2026年 7月 17日TRAVELING FOR ART
DONALD JUDD
神宮前にあるワタリウム美術館にて20世紀を代表するアーティストとして知られるドナルド・ジャッドの展覧会、「ジャッド|マーファ展」が開催されました。
ドナルド・ジャッドは、1970年代にニューヨークを離れ、メキシコにほど近いテキサス州の町マーファに移り住見ました。
そこで彼は町に残る建物を、生活の場、制作の場として作り変え、さらに自身の作品やダン・フレイヴィン、ジョン・チェンバレン、イリヤ・カバコフなどの作家の作品の恒久的な展示スペースを作るためチナティ財団を設立します。

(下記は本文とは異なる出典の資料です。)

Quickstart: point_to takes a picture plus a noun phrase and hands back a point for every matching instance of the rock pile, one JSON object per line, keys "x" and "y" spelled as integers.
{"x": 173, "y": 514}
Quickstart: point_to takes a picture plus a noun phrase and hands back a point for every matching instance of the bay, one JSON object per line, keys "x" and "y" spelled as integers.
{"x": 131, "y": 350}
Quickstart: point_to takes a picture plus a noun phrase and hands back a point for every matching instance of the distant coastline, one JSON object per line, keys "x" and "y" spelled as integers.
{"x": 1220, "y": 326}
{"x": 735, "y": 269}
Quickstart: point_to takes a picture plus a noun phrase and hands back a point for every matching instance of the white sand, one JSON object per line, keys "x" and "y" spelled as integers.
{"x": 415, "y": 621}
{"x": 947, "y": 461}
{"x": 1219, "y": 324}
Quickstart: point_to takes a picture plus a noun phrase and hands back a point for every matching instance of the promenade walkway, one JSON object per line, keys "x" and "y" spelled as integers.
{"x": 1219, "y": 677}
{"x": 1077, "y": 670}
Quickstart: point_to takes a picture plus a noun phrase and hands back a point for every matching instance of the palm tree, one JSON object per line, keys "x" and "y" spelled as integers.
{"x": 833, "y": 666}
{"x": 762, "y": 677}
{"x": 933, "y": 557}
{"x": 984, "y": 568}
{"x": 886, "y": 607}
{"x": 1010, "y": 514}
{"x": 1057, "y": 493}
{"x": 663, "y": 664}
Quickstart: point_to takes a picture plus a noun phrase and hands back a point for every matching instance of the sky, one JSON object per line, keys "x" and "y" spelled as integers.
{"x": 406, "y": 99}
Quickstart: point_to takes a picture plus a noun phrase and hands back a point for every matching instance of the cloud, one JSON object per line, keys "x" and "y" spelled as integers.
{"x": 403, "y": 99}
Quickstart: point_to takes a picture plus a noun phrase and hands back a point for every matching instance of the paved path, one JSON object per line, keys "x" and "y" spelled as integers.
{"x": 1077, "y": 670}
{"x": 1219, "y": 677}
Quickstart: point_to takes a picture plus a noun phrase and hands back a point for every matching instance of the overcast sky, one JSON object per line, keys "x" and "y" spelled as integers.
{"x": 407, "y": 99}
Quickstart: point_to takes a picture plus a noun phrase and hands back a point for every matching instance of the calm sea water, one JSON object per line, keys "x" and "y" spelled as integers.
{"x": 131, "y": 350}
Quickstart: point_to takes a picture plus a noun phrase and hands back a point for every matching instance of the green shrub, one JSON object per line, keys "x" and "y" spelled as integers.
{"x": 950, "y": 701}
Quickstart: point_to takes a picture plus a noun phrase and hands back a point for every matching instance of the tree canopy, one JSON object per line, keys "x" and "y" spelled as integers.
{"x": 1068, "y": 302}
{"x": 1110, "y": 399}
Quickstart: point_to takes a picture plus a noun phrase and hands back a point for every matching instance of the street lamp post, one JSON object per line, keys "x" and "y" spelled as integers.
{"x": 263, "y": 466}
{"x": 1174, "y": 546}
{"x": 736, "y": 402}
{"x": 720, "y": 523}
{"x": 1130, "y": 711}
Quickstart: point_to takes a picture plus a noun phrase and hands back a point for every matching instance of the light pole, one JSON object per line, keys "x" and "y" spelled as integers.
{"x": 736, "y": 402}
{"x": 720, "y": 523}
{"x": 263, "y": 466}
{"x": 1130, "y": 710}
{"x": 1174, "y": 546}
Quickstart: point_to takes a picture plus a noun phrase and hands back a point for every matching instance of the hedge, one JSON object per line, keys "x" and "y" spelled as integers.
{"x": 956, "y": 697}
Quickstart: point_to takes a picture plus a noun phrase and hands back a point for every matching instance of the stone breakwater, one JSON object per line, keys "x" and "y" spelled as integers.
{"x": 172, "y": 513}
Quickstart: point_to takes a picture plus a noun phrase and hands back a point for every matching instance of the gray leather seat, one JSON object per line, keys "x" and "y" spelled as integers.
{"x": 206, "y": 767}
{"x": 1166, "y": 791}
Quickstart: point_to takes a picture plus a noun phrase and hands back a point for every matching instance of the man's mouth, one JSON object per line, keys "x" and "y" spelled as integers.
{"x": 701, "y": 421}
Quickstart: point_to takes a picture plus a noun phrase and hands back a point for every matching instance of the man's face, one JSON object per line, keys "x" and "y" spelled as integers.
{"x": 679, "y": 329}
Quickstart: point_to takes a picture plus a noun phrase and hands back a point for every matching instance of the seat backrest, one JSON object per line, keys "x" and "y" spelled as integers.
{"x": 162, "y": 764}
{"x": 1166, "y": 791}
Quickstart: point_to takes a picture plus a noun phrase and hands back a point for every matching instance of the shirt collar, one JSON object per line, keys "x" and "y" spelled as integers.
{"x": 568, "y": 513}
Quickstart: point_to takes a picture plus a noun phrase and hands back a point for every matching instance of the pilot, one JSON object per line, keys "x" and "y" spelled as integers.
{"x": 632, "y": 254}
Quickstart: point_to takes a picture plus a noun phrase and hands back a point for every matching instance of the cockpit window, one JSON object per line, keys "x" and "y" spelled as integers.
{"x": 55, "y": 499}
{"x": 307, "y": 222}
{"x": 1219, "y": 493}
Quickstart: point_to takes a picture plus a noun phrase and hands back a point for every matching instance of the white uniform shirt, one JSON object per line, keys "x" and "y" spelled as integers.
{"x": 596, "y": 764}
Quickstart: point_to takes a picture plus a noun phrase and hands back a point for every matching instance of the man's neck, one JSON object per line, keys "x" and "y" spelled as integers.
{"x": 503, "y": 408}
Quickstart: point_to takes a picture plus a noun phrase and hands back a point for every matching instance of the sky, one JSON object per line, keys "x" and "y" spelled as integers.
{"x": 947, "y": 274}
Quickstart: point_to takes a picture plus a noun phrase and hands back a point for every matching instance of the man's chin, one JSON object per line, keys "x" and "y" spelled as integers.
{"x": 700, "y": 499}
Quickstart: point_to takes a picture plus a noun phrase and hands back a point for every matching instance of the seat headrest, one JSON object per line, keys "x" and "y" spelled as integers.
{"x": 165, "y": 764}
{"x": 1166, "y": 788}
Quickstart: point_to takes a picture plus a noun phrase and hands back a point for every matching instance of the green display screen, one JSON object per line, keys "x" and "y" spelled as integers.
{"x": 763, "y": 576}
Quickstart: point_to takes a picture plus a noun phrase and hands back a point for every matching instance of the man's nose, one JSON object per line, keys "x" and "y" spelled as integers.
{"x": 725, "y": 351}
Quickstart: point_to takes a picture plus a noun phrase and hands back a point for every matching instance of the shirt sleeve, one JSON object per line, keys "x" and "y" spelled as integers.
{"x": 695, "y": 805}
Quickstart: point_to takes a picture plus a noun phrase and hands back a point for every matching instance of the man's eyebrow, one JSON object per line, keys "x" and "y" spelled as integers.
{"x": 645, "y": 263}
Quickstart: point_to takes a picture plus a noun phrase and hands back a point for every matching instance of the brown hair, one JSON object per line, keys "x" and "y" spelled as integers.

こうしてドナルド・ジャッドが追求し続けた一つ一つの空間は、半世紀の時を経た今も、意図したままの姿でマーファにあり続けているのです。
この展覧会では1950年代に制作された初期の絵画作品、1960~90年代の立体作品に加え、ジャッドがマーファに残した空間について、ドローイング、図面、映像、資料を通して紹介されました。
これらの作品や資料を通して、展示を「その場限りのパフォーマンスにしてはならない」という、アートと展示がもつ完全性に対するドナルド・ジャッドの強い信念を発見することが出来ました。